« La vie sur terre » de Baudouin de Bodinat.

On meurt sans savoir de quoi et peut-être ignorant de ce qu’on ait vécu.

Lors de notre premier contact avec ce livre, fort lointain et par ouï-dire, nous restait l’idée d’un texte-pamphlet, désabusé et réac.  L’avoir à ce jour lu nous permet d’affirmer que ceux qui y voient une oeuvre réactionnaire n’y auront rien entendu ou ne l’auront pas même lu.  Car le propre du réactionnaire est de ne se servir d’une critique du présent que pour mieux légitimer son goût pour le passé, celui-ci lui imposant sa lecture du présent même.  La volonté d’un retour à cet arrière lui est toujours sous-jacente, s’en nourrissant, toujours cause et non conséquence.  De même ce retour, même difficile, douloureux, ou simple hypothèse, doit rester, pour le réactionnaire, de l’ordre de l’envisageable.  Or, chez Baudouin de Bodinat, quand bien même cela serait souhaitable, cela n’est plus possible.  Et quand bien même on le désirerait, ce qui ferait ré-advenir le passé (ou l’archaïque ou le désuet) ne serait pas de l’ordre de la volonté mais de la seule fatalité.  Car le temps que nous occupons à ce jour nous voit dépossédé de notre capacité à agir.  L’ordre économique global, dont nous vivons le climax parfaitement réalisé, ne nous laisse plus aucun espace d’un agir sur lui-même.  Il est arrivé à son terme (non un terme butoir mais un terme qui se vit, non une agonie mais une mort comme éternelle, suspendue) et nous laisse insatisfait si parfaitement que seul nous reste le choix de l’insatisfaction.

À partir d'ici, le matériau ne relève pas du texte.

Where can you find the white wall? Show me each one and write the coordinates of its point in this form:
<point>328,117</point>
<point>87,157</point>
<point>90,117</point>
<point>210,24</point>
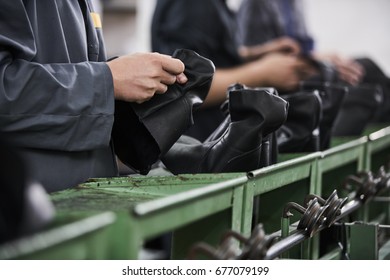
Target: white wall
<point>350,27</point>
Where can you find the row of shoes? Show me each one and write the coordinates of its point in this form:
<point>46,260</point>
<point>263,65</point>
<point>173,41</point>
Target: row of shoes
<point>258,124</point>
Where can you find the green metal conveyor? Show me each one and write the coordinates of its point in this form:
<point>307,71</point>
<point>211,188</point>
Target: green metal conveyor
<point>111,218</point>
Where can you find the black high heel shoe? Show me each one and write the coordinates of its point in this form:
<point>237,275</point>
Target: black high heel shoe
<point>143,132</point>
<point>252,114</point>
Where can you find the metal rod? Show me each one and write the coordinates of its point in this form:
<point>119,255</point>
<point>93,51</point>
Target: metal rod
<point>381,199</point>
<point>300,235</point>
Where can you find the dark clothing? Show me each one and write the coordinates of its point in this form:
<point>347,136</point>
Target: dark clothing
<point>56,100</point>
<point>207,27</point>
<point>260,21</point>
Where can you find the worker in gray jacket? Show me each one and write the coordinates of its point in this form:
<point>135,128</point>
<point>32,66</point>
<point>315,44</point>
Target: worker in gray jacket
<point>57,91</point>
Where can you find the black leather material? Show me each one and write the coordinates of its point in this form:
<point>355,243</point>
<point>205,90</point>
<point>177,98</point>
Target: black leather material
<point>300,133</point>
<point>253,113</point>
<point>359,109</point>
<point>269,150</point>
<point>144,132</point>
<point>332,97</point>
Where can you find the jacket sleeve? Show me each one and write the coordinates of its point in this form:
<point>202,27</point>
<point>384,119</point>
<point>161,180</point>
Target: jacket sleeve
<point>61,106</point>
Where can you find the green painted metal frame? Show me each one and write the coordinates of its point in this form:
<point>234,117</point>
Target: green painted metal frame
<point>147,207</point>
<point>71,237</point>
<point>201,207</point>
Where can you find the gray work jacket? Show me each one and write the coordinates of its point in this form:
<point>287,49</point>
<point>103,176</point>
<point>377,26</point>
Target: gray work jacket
<point>56,98</point>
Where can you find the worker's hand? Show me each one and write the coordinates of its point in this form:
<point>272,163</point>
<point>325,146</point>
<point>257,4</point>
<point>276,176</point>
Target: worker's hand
<point>348,70</point>
<point>137,77</point>
<point>283,44</point>
<point>284,72</point>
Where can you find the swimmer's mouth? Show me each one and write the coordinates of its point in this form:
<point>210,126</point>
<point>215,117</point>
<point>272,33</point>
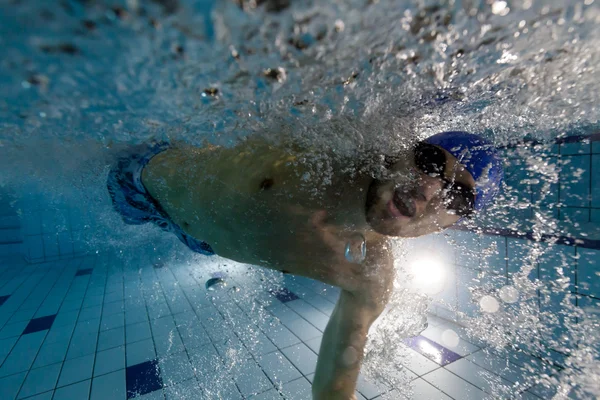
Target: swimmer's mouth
<point>402,206</point>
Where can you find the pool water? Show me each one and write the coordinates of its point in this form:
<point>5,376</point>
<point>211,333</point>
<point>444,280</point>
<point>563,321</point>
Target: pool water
<point>505,306</point>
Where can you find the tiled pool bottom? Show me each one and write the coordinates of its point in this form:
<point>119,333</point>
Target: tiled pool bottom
<point>93,328</point>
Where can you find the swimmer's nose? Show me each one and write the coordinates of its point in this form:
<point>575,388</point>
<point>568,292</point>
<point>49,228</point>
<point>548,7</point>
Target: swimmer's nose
<point>427,191</point>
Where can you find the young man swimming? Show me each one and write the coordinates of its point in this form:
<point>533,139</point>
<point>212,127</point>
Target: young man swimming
<point>255,204</point>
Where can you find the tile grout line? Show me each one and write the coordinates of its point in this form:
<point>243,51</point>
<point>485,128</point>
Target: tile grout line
<point>42,343</point>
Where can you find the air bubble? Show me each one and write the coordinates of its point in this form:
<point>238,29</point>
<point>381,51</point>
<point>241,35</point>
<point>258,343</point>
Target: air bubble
<point>509,294</point>
<point>356,249</point>
<point>489,304</point>
<point>450,338</point>
<point>215,284</point>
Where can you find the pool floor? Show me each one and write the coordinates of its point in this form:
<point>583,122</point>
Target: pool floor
<point>95,327</point>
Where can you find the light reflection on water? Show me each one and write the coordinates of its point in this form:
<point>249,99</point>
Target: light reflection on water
<point>357,77</point>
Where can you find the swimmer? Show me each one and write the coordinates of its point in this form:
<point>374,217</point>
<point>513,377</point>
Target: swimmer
<point>255,204</point>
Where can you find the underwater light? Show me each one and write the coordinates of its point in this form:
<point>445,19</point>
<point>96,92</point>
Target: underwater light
<point>429,275</point>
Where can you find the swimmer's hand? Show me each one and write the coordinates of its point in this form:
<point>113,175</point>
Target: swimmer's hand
<point>345,336</point>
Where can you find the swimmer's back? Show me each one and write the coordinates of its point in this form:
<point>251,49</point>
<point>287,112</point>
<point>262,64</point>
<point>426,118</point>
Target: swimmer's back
<point>251,203</point>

Et que l’on dispose ainsi au choix de deux sortes d’insatisfaction : celle de ne croiser partout que la camelote des marchandises neuves, du « simili », des contrefaçons et des gadgets de l’économie intégrale, et celle de ne trouver jamais à pouvoir s’en procurer assez.

C’est d’un constat de notre temps qu’il s’agit, non de la nostalgie d’un autre.  Certes, cela n’exonère pas d’être tenté de penser que rester à un certain grade « inférieur » du « progrès » eût été préférable mais cette idée s’ancre plus dans une analyse résolument objective et dépouillée de ses diktats positivistes.  Ainsi, ne peut on pas considérer raisonnablement la traction animale comme un progrès, un formidable bond en avant même, par rapport à ce splendide résultat de la traction machinique : l’automobiliste?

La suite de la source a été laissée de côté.